J.Crew To Bring Outsourced Tech Operations Back In-House
The retailer will opt instead to upgrade its information systems, according to SEC documents.
Preppy cataloger and retailer J.Crew Group is reeling in computer work that the company previously outsourced to a service provider, according to a document the company filed Wednesday with the Securities and Exchange Commission.
"We have taken over certain portions of our information system needs that were previously outsourced to a third party and plan to make significant upgrades to our information systems," said the document, a prospectus that J.Crew filed in connection with a share offering.
According to the document, J.Crew is also considering repatriating additional IT work. "We may take over other outsourced portions of our information systems in the near future," the company said in the filing.
J.Crew did not specifically state the outsourcer from which it is pulling back work. In the same filing, however, the company states that it has "an agreement with Electronic Data Systems, a third party, to provide services and administrative support for most of the information systems in our headquarters, stores, and distribution and call center facilities."
J.Crew initially handed the contract, worth $40 million, to EDS in February 2001. The deal was implemented under former J.Crew CIO Paul Fusco, who left the company in 2004. J.Crew COO James Scully did not return a call seeking comment. Officials at EDS were also not immediately available for comment.
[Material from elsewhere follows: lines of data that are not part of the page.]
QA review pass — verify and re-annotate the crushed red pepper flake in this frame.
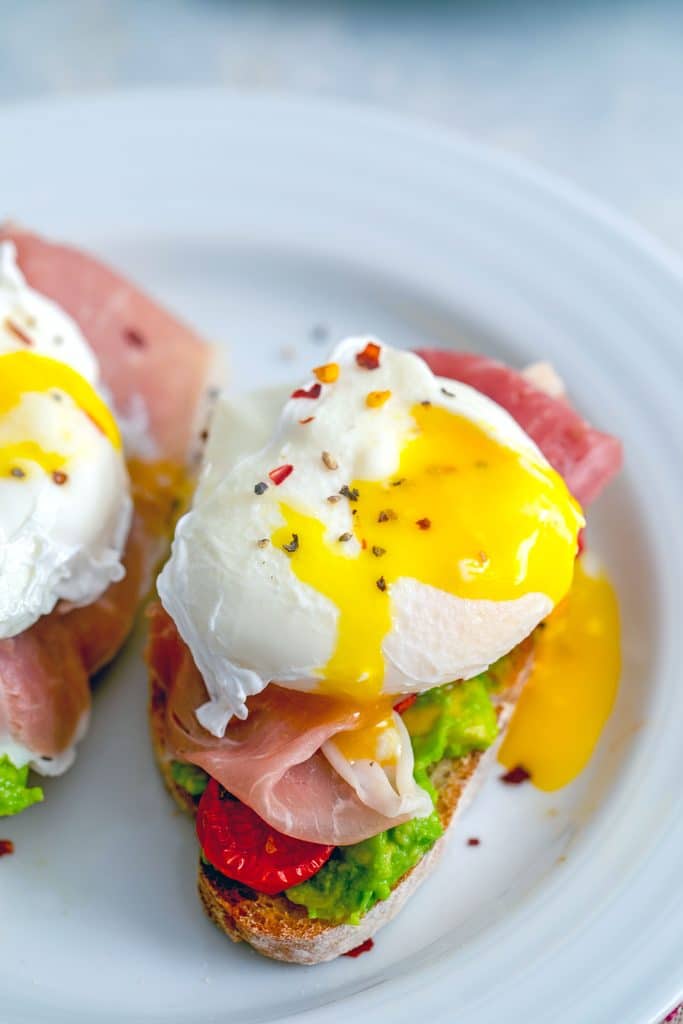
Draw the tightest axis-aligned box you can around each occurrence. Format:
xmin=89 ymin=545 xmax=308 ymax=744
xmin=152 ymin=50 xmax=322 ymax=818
xmin=416 ymin=517 xmax=431 ymax=530
xmin=344 ymin=937 xmax=374 ymax=958
xmin=376 ymin=576 xmax=387 ymax=592
xmin=299 ymin=416 xmax=315 ymax=425
xmin=393 ymin=693 xmax=417 ymax=714
xmin=500 ymin=764 xmax=531 ymax=785
xmin=366 ymin=389 xmax=391 ymax=409
xmin=4 ymin=318 xmax=33 ymax=346
xmin=123 ymin=326 xmax=146 ymax=348
xmin=467 ymin=837 xmax=481 ymax=847
xmin=291 ymin=382 xmax=322 ymax=400
xmin=313 ymin=362 xmax=339 ymax=384
xmin=355 ymin=341 xmax=381 ymax=370
xmin=268 ymin=464 xmax=294 ymax=486
xmin=0 ymin=839 xmax=14 ymax=858
xmin=52 ymin=471 xmax=68 ymax=486
xmin=282 ymin=533 xmax=299 ymax=554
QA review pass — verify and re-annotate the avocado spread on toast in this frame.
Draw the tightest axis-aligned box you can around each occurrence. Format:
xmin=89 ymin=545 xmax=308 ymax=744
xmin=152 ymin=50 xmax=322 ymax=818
xmin=173 ymin=668 xmax=501 ymax=925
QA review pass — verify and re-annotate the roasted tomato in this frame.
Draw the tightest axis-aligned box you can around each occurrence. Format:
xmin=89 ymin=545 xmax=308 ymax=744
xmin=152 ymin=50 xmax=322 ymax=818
xmin=196 ymin=779 xmax=334 ymax=895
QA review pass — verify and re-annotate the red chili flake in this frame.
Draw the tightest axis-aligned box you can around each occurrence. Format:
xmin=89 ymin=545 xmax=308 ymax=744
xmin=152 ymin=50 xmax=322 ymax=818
xmin=268 ymin=464 xmax=293 ymax=486
xmin=361 ymin=538 xmax=367 ymax=550
xmin=577 ymin=527 xmax=586 ymax=557
xmin=313 ymin=362 xmax=339 ymax=384
xmin=416 ymin=518 xmax=431 ymax=530
xmin=355 ymin=341 xmax=381 ymax=370
xmin=123 ymin=326 xmax=146 ymax=348
xmin=393 ymin=693 xmax=417 ymax=715
xmin=4 ymin=318 xmax=33 ymax=346
xmin=500 ymin=764 xmax=531 ymax=785
xmin=299 ymin=416 xmax=315 ymax=425
xmin=467 ymin=837 xmax=481 ymax=847
xmin=52 ymin=471 xmax=68 ymax=486
xmin=344 ymin=938 xmax=374 ymax=958
xmin=291 ymin=383 xmax=322 ymax=400
xmin=0 ymin=839 xmax=14 ymax=857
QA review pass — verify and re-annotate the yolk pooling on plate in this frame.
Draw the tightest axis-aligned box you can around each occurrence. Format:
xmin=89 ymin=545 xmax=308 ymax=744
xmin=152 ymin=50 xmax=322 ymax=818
xmin=272 ymin=403 xmax=583 ymax=701
xmin=499 ymin=556 xmax=621 ymax=790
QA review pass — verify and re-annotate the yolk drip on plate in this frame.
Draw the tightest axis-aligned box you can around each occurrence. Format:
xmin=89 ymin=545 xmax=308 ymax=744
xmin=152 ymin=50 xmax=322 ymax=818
xmin=0 ymin=350 xmax=121 ymax=477
xmin=499 ymin=557 xmax=621 ymax=790
xmin=272 ymin=402 xmax=583 ymax=700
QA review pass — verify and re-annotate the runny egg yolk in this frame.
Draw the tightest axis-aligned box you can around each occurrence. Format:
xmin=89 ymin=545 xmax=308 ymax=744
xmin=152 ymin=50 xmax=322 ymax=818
xmin=0 ymin=350 xmax=121 ymax=477
xmin=332 ymin=701 xmax=400 ymax=766
xmin=499 ymin=557 xmax=621 ymax=790
xmin=272 ymin=403 xmax=583 ymax=701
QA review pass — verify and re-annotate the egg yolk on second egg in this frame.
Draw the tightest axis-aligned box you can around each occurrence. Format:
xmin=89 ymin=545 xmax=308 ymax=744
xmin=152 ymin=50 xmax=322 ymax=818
xmin=0 ymin=350 xmax=121 ymax=477
xmin=272 ymin=403 xmax=583 ymax=700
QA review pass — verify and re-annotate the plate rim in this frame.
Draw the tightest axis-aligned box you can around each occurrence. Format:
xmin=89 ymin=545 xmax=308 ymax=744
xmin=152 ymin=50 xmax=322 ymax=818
xmin=1 ymin=88 xmax=681 ymax=1024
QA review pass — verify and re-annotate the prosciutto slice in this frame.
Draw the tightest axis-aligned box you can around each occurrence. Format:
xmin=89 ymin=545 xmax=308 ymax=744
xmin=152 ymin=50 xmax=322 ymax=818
xmin=148 ymin=605 xmax=427 ymax=846
xmin=416 ymin=349 xmax=622 ymax=506
xmin=0 ymin=227 xmax=214 ymax=769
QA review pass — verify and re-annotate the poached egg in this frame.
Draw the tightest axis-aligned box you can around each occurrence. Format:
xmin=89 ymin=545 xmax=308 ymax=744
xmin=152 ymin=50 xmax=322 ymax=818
xmin=159 ymin=337 xmax=584 ymax=741
xmin=0 ymin=242 xmax=132 ymax=640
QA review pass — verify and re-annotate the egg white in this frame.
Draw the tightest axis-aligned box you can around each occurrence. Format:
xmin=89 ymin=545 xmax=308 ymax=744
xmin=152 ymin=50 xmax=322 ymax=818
xmin=159 ymin=338 xmax=555 ymax=735
xmin=0 ymin=244 xmax=132 ymax=639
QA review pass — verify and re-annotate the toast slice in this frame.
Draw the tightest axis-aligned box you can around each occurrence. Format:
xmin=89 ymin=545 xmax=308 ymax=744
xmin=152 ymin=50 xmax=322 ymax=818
xmin=149 ymin=636 xmax=534 ymax=964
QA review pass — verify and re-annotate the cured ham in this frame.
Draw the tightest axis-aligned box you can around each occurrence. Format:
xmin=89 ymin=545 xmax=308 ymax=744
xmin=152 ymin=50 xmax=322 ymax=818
xmin=416 ymin=349 xmax=622 ymax=506
xmin=0 ymin=228 xmax=213 ymax=773
xmin=0 ymin=226 xmax=213 ymax=462
xmin=148 ymin=605 xmax=429 ymax=845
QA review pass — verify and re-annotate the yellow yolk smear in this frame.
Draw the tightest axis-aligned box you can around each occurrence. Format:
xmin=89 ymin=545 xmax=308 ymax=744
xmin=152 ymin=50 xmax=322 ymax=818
xmin=272 ymin=403 xmax=583 ymax=701
xmin=0 ymin=350 xmax=121 ymax=477
xmin=331 ymin=699 xmax=400 ymax=766
xmin=499 ymin=557 xmax=621 ymax=790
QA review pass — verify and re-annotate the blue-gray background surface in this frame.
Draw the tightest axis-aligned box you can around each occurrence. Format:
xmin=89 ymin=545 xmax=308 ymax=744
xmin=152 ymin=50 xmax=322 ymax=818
xmin=1 ymin=0 xmax=681 ymax=252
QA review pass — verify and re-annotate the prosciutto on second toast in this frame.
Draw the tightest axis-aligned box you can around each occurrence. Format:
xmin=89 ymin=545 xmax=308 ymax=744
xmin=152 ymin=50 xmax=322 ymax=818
xmin=0 ymin=227 xmax=215 ymax=776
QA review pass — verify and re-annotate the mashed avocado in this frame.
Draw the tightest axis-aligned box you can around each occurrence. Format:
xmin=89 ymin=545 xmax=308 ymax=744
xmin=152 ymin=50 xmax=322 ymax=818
xmin=286 ymin=674 xmax=498 ymax=923
xmin=0 ymin=755 xmax=43 ymax=817
xmin=171 ymin=760 xmax=209 ymax=797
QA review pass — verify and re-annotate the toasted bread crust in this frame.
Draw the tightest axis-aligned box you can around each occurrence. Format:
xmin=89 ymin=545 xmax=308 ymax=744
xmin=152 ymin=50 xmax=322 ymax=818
xmin=149 ymin=635 xmax=534 ymax=964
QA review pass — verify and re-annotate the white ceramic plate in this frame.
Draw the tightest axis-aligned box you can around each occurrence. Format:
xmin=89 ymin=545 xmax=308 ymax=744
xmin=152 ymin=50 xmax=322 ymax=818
xmin=1 ymin=91 xmax=682 ymax=1024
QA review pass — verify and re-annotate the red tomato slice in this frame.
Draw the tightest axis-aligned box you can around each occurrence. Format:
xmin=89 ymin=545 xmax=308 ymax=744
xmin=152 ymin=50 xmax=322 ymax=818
xmin=196 ymin=779 xmax=334 ymax=895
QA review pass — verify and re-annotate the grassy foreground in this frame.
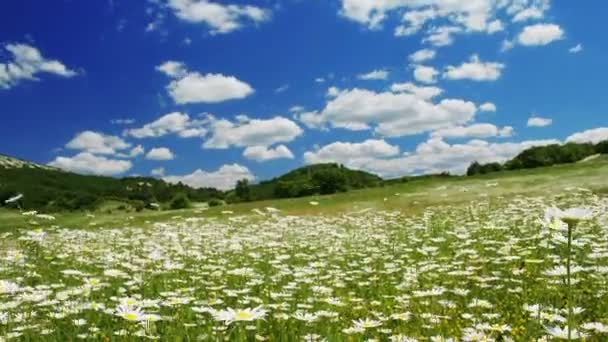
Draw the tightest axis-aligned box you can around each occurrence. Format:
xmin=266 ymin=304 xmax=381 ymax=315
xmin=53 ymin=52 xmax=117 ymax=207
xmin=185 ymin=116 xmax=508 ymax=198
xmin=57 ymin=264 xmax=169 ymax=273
xmin=1 ymin=156 xmax=607 ymax=231
xmin=1 ymin=159 xmax=608 ymax=341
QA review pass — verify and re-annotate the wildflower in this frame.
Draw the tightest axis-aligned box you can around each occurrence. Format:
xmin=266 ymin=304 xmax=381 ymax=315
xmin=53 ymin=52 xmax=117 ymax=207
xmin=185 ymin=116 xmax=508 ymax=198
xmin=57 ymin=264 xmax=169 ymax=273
xmin=546 ymin=326 xmax=587 ymax=339
xmin=213 ymin=307 xmax=267 ymax=324
xmin=352 ymin=318 xmax=382 ymax=329
xmin=116 ymin=305 xmax=145 ymax=322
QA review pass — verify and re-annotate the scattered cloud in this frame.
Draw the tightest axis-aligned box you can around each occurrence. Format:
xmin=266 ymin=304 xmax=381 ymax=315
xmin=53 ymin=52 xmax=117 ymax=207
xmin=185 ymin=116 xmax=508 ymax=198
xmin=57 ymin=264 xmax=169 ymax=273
xmin=203 ymin=115 xmax=303 ymax=149
xmin=66 ymin=131 xmax=130 ymax=155
xmin=304 ymin=139 xmax=400 ymax=165
xmin=146 ymin=147 xmax=175 ymax=160
xmin=299 ymin=87 xmax=477 ymax=137
xmin=569 ymin=43 xmax=583 ymax=54
xmin=304 ymin=136 xmax=558 ymax=178
xmin=166 ymin=0 xmax=271 ymax=35
xmin=409 ymin=49 xmax=436 ymax=63
xmin=527 ymin=116 xmax=553 ymax=127
xmin=413 ymin=65 xmax=439 ymax=84
xmin=116 ymin=145 xmax=145 ymax=158
xmin=110 ymin=118 xmax=136 ymax=125
xmin=49 ymin=152 xmax=132 ymax=176
xmin=151 ymin=167 xmax=165 ymax=177
xmin=0 ymin=43 xmax=78 ymax=89
xmin=479 ymin=102 xmax=497 ymax=112
xmin=517 ymin=23 xmax=564 ymax=46
xmin=444 ymin=55 xmax=504 ymax=81
xmin=424 ymin=26 xmax=462 ymax=47
xmin=357 ymin=69 xmax=389 ymax=80
xmin=275 ymin=84 xmax=289 ymax=93
xmin=566 ymin=127 xmax=608 ymax=144
xmin=163 ymin=163 xmax=255 ymax=190
xmin=390 ymin=82 xmax=443 ymax=100
xmin=125 ymin=112 xmax=207 ymax=139
xmin=431 ymin=123 xmax=514 ymax=139
xmin=243 ymin=145 xmax=294 ymax=162
xmin=157 ymin=61 xmax=254 ymax=104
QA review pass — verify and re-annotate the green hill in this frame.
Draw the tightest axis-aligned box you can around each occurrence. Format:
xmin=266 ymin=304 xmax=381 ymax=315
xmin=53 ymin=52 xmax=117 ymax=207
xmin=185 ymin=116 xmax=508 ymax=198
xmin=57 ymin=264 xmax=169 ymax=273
xmin=0 ymin=154 xmax=222 ymax=212
xmin=236 ymin=163 xmax=383 ymax=201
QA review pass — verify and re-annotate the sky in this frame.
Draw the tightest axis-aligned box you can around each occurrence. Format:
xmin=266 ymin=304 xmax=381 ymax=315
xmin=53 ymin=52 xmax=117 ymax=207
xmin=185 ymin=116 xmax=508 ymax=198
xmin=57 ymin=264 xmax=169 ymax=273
xmin=1 ymin=0 xmax=607 ymax=190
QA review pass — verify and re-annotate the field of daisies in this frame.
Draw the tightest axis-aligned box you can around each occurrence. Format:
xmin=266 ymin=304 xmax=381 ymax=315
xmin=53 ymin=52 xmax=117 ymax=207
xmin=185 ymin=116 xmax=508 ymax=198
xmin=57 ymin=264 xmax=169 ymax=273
xmin=1 ymin=190 xmax=608 ymax=341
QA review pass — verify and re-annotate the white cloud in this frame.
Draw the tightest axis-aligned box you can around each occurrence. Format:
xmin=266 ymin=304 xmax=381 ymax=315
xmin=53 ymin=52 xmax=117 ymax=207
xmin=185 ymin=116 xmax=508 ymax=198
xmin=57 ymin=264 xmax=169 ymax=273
xmin=166 ymin=0 xmax=270 ymax=35
xmin=157 ymin=61 xmax=254 ymax=104
xmin=479 ymin=102 xmax=497 ymax=112
xmin=501 ymin=39 xmax=515 ymax=52
xmin=413 ymin=65 xmax=439 ymax=84
xmin=110 ymin=118 xmax=136 ymax=125
xmin=424 ymin=26 xmax=462 ymax=47
xmin=569 ymin=43 xmax=583 ymax=54
xmin=527 ymin=116 xmax=553 ymax=127
xmin=357 ymin=69 xmax=389 ymax=80
xmin=66 ymin=131 xmax=130 ymax=155
xmin=300 ymin=87 xmax=478 ymax=137
xmin=164 ymin=164 xmax=255 ymax=190
xmin=431 ymin=123 xmax=513 ymax=139
xmin=0 ymin=43 xmax=78 ymax=89
xmin=390 ymin=82 xmax=443 ymax=100
xmin=566 ymin=127 xmax=608 ymax=144
xmin=48 ymin=152 xmax=132 ymax=176
xmin=511 ymin=0 xmax=550 ymax=22
xmin=151 ymin=167 xmax=165 ymax=177
xmin=116 ymin=145 xmax=145 ymax=158
xmin=444 ymin=55 xmax=504 ymax=81
xmin=243 ymin=145 xmax=294 ymax=162
xmin=517 ymin=23 xmax=564 ymax=46
xmin=275 ymin=84 xmax=289 ymax=93
xmin=409 ymin=49 xmax=436 ymax=63
xmin=146 ymin=147 xmax=175 ymax=160
xmin=304 ymin=139 xmax=400 ymax=166
xmin=203 ymin=116 xmax=303 ymax=149
xmin=125 ymin=112 xmax=207 ymax=139
xmin=486 ymin=19 xmax=504 ymax=34
xmin=156 ymin=61 xmax=187 ymax=78
xmin=304 ymin=136 xmax=558 ymax=178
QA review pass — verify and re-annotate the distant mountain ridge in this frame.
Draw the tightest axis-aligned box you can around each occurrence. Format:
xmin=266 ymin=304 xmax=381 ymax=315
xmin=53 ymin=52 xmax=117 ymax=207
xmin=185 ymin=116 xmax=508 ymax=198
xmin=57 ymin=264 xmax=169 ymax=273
xmin=0 ymin=154 xmax=59 ymax=171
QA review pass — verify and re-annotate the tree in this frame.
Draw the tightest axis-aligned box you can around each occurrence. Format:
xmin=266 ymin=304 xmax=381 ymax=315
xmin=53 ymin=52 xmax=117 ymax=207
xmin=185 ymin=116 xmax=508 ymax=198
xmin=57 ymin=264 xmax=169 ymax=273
xmin=235 ymin=179 xmax=251 ymax=201
xmin=595 ymin=140 xmax=608 ymax=154
xmin=169 ymin=193 xmax=191 ymax=210
xmin=312 ymin=169 xmax=348 ymax=195
xmin=466 ymin=161 xmax=482 ymax=176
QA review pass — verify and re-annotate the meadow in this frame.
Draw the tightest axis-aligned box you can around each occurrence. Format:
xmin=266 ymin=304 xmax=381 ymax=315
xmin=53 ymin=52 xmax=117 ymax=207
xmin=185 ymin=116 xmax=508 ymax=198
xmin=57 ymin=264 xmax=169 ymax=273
xmin=1 ymin=158 xmax=608 ymax=341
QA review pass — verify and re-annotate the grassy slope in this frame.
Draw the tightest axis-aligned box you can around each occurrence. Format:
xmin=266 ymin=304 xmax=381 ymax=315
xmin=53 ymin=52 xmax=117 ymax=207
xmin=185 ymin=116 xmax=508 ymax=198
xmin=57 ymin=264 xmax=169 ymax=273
xmin=1 ymin=156 xmax=607 ymax=231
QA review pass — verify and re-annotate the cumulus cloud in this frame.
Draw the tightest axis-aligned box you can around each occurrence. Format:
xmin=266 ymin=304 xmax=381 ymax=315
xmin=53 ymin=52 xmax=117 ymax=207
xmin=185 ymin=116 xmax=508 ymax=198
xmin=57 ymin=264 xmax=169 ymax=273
xmin=480 ymin=102 xmax=497 ymax=112
xmin=431 ymin=123 xmax=514 ymax=139
xmin=146 ymin=147 xmax=175 ymax=160
xmin=527 ymin=116 xmax=553 ymax=127
xmin=203 ymin=115 xmax=303 ymax=149
xmin=339 ymin=0 xmax=560 ymax=48
xmin=444 ymin=55 xmax=504 ymax=81
xmin=125 ymin=112 xmax=207 ymax=139
xmin=413 ymin=65 xmax=439 ymax=84
xmin=390 ymin=82 xmax=443 ymax=100
xmin=66 ymin=131 xmax=131 ymax=155
xmin=569 ymin=44 xmax=583 ymax=54
xmin=48 ymin=152 xmax=132 ymax=176
xmin=0 ymin=43 xmax=78 ymax=89
xmin=304 ymin=139 xmax=400 ymax=165
xmin=566 ymin=127 xmax=608 ymax=144
xmin=409 ymin=49 xmax=436 ymax=63
xmin=518 ymin=23 xmax=564 ymax=46
xmin=151 ymin=167 xmax=165 ymax=177
xmin=243 ymin=145 xmax=294 ymax=162
xmin=163 ymin=164 xmax=255 ymax=190
xmin=304 ymin=136 xmax=558 ymax=178
xmin=357 ymin=69 xmax=389 ymax=80
xmin=300 ymin=87 xmax=477 ymax=137
xmin=116 ymin=145 xmax=145 ymax=158
xmin=157 ymin=61 xmax=254 ymax=104
xmin=166 ymin=0 xmax=270 ymax=35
If J.Crew is indeed terminating its outsourcing contract with EDS, it would represent the end of a relationship that once appeared to be rock solid. Following the Sept. 11, 2001, attacks on the World Trade Center, Fusco praised EDS for helping his New York City-based company resume normal operations as fast as possible. "You guys executed this absolutely flawlessly," Fusco said in a letter to EDS that's archived on the outsourcer's Web site.